Rowan and CynthiaDe...you're right. A separation would just be selfish and low of me. My wife takes great care of me, and has nurtured me into a better man. And despite her shortcomings, the way I'm feeling is my fault, and I realize after hearing from everyone here my problem is sex. I get bored with partners after a while, and don't know what to do with myself. Porn is just a band-aid, and after a while you want the real thing.

I could decide to put away my urges, but who knows how long that will last. And we're both very insecure people. When I was infatuated with her in the beginning, I was the insecure one. Now that the tables are turned, she's the insecure one. I wish x 100 that I didn't get married and put her through this. I thought I could change.


----------



## Cynthia (Jan 31, 2014)

Oh, did you know that porn may actually be the cause of this? There is research showing that porn can cause a person to become unhappy with monogamy. Not only that, but it can also cause a person to want more and more unusual and even deviant sexual experiences. For some men, it gets to the point where they are not even turned on by a real person anymore. Had you considered a porn fast for a couple of months to see how that impacts your thinking? It might actually solve your problems if you give up porn.
It is good the see you thinking about your wife's feelings. If you don't solve these issues, you won't be able to have a satisfying relationship, which can greatly impact your life in a negative way permanently. I recommend you give up porn, in exchange for learning to have a satisfying relationship with your wife. Then you would both be happy. There are other things that you can work on to learn how to love your wife in the mean time. And you can work together to improve your sex life too.


----------



## WolverineFan (Nov 26, 2013)

Why would you ever expect that that conversation would go well or wouldn't hurt her? I work for a Marriage & Family Non-Profit Ministry and know that divorce is not a sudden answer to all your un-happiness issues.
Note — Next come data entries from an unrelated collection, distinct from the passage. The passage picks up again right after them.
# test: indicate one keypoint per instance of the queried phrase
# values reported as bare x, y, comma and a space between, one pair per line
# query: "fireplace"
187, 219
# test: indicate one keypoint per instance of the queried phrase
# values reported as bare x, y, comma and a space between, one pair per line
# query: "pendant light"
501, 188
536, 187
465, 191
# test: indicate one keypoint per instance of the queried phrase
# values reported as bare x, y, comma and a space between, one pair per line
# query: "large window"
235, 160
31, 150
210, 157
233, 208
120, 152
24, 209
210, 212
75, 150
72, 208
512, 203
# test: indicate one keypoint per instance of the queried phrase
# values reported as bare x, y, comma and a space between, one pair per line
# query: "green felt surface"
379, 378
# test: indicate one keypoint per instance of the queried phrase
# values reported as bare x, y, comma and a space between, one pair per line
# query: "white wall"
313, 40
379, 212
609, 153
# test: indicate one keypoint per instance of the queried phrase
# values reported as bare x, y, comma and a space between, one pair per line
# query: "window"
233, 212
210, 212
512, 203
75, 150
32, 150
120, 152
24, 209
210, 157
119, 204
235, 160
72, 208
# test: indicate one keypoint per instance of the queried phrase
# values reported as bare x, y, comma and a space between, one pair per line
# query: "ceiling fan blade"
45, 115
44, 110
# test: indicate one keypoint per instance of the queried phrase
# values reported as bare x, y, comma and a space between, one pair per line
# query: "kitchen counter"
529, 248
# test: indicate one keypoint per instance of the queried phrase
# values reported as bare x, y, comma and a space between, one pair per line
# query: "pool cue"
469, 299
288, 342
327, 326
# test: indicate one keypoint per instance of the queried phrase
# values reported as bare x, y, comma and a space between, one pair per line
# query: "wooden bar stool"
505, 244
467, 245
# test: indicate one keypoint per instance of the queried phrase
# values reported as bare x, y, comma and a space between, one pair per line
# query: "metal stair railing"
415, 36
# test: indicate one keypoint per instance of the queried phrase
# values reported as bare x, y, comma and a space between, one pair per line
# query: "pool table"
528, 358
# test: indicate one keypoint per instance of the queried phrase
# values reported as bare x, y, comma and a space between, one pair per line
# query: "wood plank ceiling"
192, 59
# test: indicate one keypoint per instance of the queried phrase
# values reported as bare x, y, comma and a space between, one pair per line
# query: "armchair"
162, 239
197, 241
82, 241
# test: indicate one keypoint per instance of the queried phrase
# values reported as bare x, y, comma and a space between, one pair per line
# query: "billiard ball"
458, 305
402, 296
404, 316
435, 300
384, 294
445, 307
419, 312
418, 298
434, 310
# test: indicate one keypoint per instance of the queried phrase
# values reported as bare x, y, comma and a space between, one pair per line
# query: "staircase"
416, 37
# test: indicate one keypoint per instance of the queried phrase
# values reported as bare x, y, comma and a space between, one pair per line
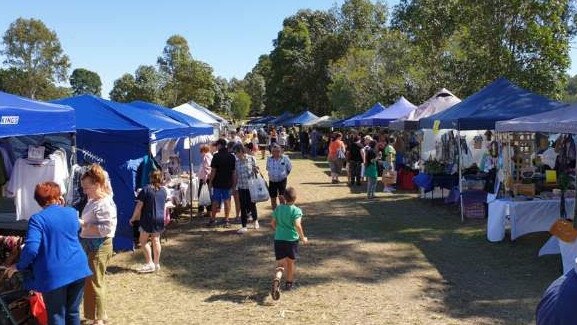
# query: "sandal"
275, 290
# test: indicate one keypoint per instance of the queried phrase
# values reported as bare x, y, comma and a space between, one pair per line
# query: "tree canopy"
85, 81
34, 54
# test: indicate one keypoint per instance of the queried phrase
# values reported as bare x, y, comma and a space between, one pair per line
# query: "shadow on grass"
501, 281
239, 298
479, 279
115, 269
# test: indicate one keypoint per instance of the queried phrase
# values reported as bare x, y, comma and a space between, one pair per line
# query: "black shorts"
276, 188
283, 248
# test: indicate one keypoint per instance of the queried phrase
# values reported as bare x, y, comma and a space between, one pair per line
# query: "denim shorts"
220, 195
283, 249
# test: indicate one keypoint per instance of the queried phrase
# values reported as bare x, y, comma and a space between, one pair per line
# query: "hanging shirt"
25, 176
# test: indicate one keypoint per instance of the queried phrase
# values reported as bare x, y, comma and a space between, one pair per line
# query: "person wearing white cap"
559, 302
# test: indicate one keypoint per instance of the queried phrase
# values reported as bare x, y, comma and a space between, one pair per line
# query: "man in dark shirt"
304, 142
221, 179
355, 160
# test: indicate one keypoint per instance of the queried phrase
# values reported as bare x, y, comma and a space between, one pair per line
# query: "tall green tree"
187, 79
240, 106
146, 84
123, 90
467, 44
84, 81
33, 49
255, 87
222, 96
290, 61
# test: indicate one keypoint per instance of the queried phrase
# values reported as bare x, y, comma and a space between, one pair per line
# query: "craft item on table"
564, 230
551, 176
478, 142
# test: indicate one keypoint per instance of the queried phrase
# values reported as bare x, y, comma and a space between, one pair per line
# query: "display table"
524, 216
568, 252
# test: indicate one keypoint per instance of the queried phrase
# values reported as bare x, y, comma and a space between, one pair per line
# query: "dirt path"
393, 260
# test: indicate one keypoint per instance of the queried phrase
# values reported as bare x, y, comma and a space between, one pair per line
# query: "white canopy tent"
221, 120
198, 114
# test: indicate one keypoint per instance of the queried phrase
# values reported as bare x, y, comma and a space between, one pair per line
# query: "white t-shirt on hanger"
25, 176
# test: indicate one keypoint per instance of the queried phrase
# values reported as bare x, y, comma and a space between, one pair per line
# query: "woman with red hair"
55, 256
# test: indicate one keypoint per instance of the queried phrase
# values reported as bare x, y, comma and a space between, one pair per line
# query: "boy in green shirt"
286, 223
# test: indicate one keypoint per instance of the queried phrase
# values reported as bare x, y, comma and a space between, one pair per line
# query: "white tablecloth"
181, 191
525, 217
568, 252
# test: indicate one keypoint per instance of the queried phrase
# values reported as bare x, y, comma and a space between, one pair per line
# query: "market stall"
280, 119
401, 108
499, 101
300, 120
32, 151
35, 139
562, 120
354, 121
183, 187
122, 135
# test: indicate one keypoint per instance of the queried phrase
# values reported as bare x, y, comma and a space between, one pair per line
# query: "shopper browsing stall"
279, 167
98, 228
149, 210
221, 181
245, 170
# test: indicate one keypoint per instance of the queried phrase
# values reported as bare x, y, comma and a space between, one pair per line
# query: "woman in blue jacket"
53, 252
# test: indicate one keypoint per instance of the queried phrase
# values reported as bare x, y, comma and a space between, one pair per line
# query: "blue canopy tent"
24, 121
499, 101
261, 120
303, 118
197, 127
121, 134
23, 116
280, 119
200, 132
354, 121
401, 108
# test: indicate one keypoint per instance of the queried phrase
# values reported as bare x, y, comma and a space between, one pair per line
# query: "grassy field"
393, 260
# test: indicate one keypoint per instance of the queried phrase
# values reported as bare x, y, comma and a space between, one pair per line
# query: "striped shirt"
244, 171
278, 169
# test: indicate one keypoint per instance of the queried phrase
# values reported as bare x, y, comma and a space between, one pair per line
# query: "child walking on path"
371, 169
286, 223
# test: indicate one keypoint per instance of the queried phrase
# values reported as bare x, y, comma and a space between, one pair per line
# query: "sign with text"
9, 119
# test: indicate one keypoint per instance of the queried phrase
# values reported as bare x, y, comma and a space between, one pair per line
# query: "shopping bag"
204, 197
258, 189
38, 308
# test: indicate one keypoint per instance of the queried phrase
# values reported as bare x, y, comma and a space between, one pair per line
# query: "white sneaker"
147, 268
242, 230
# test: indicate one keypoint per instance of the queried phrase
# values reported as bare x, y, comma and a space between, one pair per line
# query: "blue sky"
115, 37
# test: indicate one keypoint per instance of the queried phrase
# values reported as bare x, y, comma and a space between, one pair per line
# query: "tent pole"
460, 175
73, 159
190, 174
575, 203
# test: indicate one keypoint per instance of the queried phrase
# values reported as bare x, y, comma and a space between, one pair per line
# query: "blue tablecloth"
428, 182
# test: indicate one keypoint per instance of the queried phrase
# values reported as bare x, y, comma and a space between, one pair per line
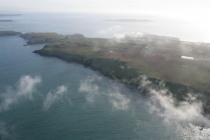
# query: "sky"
193, 9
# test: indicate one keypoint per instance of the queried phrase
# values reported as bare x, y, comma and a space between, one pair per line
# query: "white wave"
90, 87
54, 96
24, 88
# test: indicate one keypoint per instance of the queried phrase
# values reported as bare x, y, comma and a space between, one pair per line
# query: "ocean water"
45, 98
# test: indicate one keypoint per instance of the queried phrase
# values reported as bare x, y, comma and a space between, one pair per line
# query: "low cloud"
118, 100
92, 90
24, 89
185, 116
54, 96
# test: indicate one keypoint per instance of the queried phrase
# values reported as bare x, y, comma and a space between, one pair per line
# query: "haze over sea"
48, 99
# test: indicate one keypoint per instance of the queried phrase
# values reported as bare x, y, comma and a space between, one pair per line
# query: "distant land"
6, 20
9, 15
179, 66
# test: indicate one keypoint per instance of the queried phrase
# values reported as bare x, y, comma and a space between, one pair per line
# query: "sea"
44, 98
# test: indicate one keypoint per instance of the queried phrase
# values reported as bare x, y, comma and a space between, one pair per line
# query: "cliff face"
9, 33
128, 60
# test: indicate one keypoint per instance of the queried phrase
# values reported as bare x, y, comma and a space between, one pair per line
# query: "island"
166, 62
9, 33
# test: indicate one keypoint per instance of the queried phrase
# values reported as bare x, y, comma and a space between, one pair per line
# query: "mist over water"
46, 98
95, 25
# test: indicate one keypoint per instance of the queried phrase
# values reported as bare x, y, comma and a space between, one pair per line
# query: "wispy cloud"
90, 87
118, 100
24, 88
185, 116
92, 90
54, 96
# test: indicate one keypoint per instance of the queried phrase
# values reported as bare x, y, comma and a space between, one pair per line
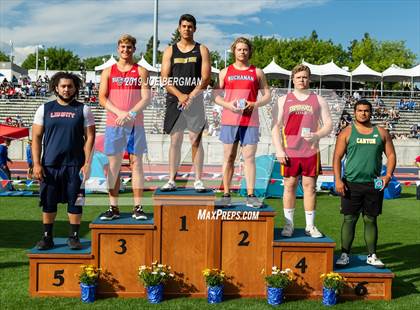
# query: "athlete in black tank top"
186, 67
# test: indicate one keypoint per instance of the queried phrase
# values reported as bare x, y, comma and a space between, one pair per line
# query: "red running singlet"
241, 84
124, 91
297, 116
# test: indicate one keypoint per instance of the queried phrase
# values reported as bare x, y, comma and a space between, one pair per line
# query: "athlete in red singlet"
241, 82
296, 133
124, 93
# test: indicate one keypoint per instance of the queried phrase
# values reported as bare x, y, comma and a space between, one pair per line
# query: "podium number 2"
243, 241
58, 275
122, 246
183, 223
302, 265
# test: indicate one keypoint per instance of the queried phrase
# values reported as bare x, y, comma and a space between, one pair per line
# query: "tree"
176, 36
4, 56
91, 62
58, 59
149, 52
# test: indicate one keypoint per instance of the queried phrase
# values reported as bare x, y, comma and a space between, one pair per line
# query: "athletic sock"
48, 229
347, 232
288, 215
371, 233
310, 219
74, 229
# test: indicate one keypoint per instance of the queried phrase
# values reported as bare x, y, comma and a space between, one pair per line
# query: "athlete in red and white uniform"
296, 133
124, 93
241, 83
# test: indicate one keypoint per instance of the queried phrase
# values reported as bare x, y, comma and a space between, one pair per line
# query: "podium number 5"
122, 246
59, 277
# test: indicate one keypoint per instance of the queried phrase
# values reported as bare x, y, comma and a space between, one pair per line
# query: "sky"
91, 28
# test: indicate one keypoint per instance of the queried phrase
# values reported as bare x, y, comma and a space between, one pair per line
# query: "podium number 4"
302, 265
58, 274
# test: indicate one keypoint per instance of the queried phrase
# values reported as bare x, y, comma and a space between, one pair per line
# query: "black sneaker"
138, 213
74, 243
225, 201
110, 214
46, 243
253, 202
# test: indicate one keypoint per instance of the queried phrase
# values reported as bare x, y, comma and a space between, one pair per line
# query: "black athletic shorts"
60, 185
193, 118
362, 197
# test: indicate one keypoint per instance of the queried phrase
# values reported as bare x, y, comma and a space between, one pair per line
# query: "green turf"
399, 247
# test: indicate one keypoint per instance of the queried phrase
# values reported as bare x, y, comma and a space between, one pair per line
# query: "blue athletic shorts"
243, 134
60, 185
119, 139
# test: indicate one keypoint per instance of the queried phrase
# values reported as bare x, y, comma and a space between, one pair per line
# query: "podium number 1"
58, 274
183, 223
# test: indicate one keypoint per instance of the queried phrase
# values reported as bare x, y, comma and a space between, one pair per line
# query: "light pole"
226, 52
37, 59
45, 66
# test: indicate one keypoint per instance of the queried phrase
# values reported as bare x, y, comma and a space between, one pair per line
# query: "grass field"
398, 247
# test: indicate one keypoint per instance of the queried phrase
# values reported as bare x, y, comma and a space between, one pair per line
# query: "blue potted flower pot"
214, 294
274, 295
87, 292
329, 296
155, 293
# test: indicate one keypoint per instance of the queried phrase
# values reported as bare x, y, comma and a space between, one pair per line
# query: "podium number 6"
302, 265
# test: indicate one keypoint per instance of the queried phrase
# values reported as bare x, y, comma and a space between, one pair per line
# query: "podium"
184, 241
119, 247
189, 233
54, 272
307, 257
245, 236
365, 281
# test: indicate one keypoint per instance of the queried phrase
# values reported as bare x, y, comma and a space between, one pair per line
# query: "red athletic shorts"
306, 166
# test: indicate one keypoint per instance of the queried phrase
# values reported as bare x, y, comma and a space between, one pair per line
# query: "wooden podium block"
54, 272
365, 281
307, 257
184, 241
120, 246
246, 236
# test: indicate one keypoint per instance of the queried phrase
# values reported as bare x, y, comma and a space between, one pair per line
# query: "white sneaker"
313, 232
343, 260
287, 230
170, 186
199, 186
374, 261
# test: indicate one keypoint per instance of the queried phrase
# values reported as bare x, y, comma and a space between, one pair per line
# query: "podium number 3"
302, 265
183, 223
122, 246
58, 274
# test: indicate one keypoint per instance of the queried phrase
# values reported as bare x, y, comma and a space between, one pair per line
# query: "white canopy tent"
364, 73
274, 71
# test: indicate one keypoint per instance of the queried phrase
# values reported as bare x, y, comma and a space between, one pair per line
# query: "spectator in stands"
4, 158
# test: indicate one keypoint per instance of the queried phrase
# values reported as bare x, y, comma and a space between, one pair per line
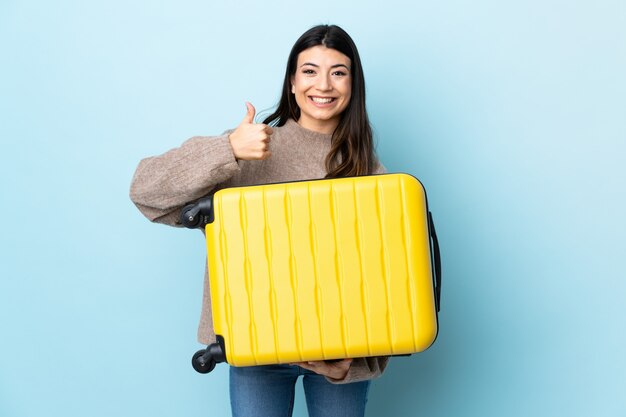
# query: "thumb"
249, 118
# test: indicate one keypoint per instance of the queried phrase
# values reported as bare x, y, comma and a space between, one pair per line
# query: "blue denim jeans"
268, 391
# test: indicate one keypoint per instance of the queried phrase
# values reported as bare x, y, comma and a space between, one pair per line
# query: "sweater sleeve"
362, 369
163, 184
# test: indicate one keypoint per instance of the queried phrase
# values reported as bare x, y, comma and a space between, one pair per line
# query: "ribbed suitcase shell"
322, 269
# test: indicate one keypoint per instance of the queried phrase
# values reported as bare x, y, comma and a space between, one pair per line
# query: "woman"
320, 129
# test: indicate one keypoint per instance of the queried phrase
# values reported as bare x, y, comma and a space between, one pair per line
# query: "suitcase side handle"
437, 261
198, 214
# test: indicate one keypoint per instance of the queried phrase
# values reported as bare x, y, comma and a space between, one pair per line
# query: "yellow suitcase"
319, 270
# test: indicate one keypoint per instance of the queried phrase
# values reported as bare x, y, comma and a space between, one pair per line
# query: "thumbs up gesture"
251, 140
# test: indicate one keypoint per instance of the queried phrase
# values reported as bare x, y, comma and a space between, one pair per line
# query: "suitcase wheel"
201, 363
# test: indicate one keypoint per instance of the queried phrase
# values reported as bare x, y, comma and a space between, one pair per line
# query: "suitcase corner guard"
204, 360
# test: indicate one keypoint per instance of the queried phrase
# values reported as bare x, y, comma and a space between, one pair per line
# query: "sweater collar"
309, 134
In fact, statistics show that people who consider divorce but decide to stay together, are happier five years later than those who decide to go forward with the divorce. In my own personal life, I wish every day that I could go back in time and do whatever it took to save my marriage. I am now four years out from my divorce and there isn't much to be happy about.


----------



## KookedFish (Sep 29, 2013)

CynthiaDe said:


> Oh, did you know that porn may actually be the cause of this?


I understand that this may be a negative factor in our marriage, however in every relationship I've been in, for the first 6 months, or the honeymoon phase, we'd have sex like rabbits and I'd still watch porn. The real sex turned me on to the point where I'd watch more than usual just to satisfy myself while she was away.

After the honeymoon phase is over and the rabbit-lust is gone, I'll watch porn every day or two (maybe even three), and still desire real women. The problem for me is that I took the woman I'm with as my wife for all the wrong reasons - ignoring all the signs from both me and her. She likes to smoke, I'm an ex-smoker who can't stand it. She gets drunk often, I drink for the taste and a mellow buzz. I get bored with women after a while, and the lack of sex becomes an issue down the road. The list goes on.

I'm not sure if it's the porn. It's the complex mix of his/her problems that make up any long-term dysfunctional relationship.


----------



## Cynthia (Jan 31, 2014)

There is no harm in doing a porn fast for six months to see if it would help to resolve the issues you are having. It could save your marriage, bring great happiness to your wife and make your life much more fulfilling. It won't hurt anything to try it, but it could be just what you need to break out of this negative place you have found yourself. If you divorce your wife and live a life of shallow relationships based only on sex, you are going to miss having a loving, nurturing relationship with you wife and will probably deeply regret your choice. Take a chance. Give up the porn and focus on loving your wife and living with her in an understanding way. The plan that you have is a negative plan. A positive plan would likely serve you better.


----------